To Zhu Zhu or not to Zhu Zhu, that is the question

A great alternative to a real pet, or a fad that will soon fade into the horizon? Each year there is one toy that emerges as a top seller; one year that was the Tickle Me Elmo, then Furby, then Elmo made a comeback with his Chicken Dance Elmo and TMX the Tickle Me Elmo Extreme! This year the Zhu Zhu Hamster is being billed as the next emerging top seller. In an article on Yahoo! News, Sean Gregory quotes the CEO of Toys R Us, Geral Storch, as saying "This is the hottest toy of the year. There's absolutely no doubt about it." But why this phenomenon?
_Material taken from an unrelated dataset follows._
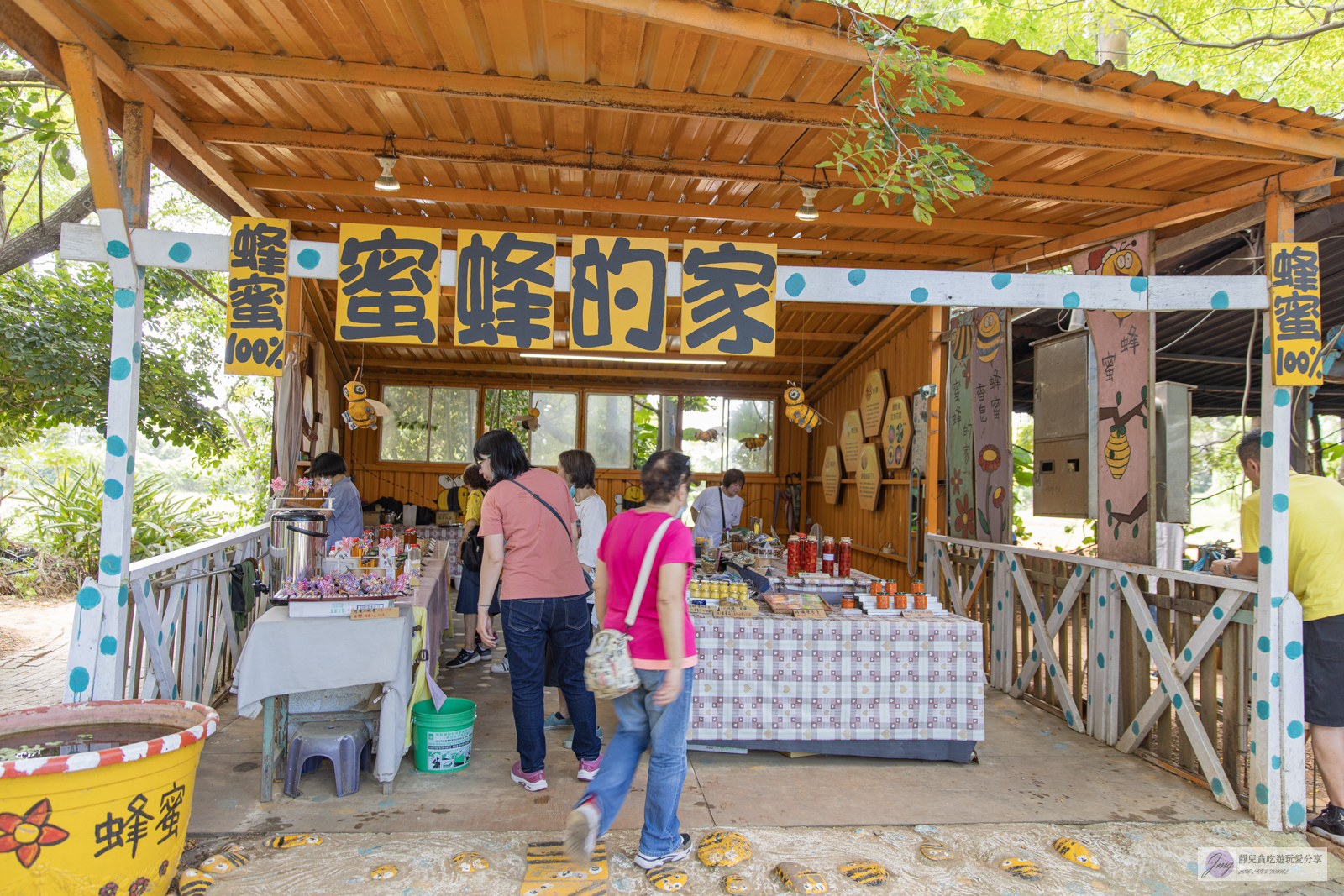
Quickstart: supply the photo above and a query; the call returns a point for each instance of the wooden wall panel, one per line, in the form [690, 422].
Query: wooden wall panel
[907, 360]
And what exactly is a Zhu Zhu Hamster?

Zhu Zhu Hamsters are battery operated hamsters that move about by small wheels on their undersides.   They retail for about $8 per hamster, and they even have cages, play tubes, balls and hamster wheels that you can purchase for the hamster to play on.  They “run around” and “talk” and even realize when they can’t go forward any longer; meaning when they hit a wall or solid object they squeak, back up and then go a different direction to keep on playing.  They are lovable “pets” that children can interact and play with and not have to worry about them dying due to lack of food or water. 
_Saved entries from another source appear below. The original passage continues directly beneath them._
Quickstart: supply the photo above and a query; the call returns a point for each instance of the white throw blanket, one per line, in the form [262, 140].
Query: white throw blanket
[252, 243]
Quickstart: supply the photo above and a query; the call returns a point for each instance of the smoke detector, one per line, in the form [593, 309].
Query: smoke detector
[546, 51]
Some think that these “animals” will make an excellent first pet.  They are small, they don’t require food or water, you don’t have to clean up after them, they never die (although you may have to change their batteries) and they are priced so comparably that they are actually less expensive than purchasing a real hamster.  Real hamsters retail for about $12 at pet stores, and they do require food, which is a nominal cost, and water.  Live hamsters also do make a mess, they chew things, they even bite, and they go to the bathroom, which means the cage has to be cleaned or it will smell.  However, real hamsters have a life expectancy of only 3 years, meaning that your child will probably have to deal with death sooner, rather than later.  That is unless you are the type of parent to rush out and purchase another hamster that looks exactly the same while your child is at school, thus not exposing your child to the death. 

When I think about the Zhu Zhu Hamster, though, I actually see a down side.  Yes, your child is having fun playing with this hamster, but if you are getting it for them as a pet alternative, what are you teaching your child?  Many parents like to start with a small pet, such as a live hamster, to help teach their child about responsibility and the challenge that comes with being a pet owner.  If parents opt for this mechanical version, the child looses that very important lesson, and instead is taught that pets don’t require attention and care, and that they can be stuffed in a toy box when they are done with it.  If you get your child this gift, don’t bill it as a pet alternative, remind your child that it is a toy – and a fun one at that.  If you do this, you and your child can enjoy the Zhu Zhu hamster and all the joy that it has to offer you, should you be able to find one that is. 

Also, be aware that since the Zhu Zhu is able to move due to small wheels on their bellies, that these toys are not made for cuddling, they are not soft and squishy, and should be kept away from hair.  Should hair get near the turning wheel, it could get pulled into the wheel, and hurt your child or ruin the toy.  Zhu Zhu hamsters are not made to take to bed with your child, and if your child wants to sleep with their hamster I would try to discourage it, or at the very least remove the battery prior to your child taking it to sleep with.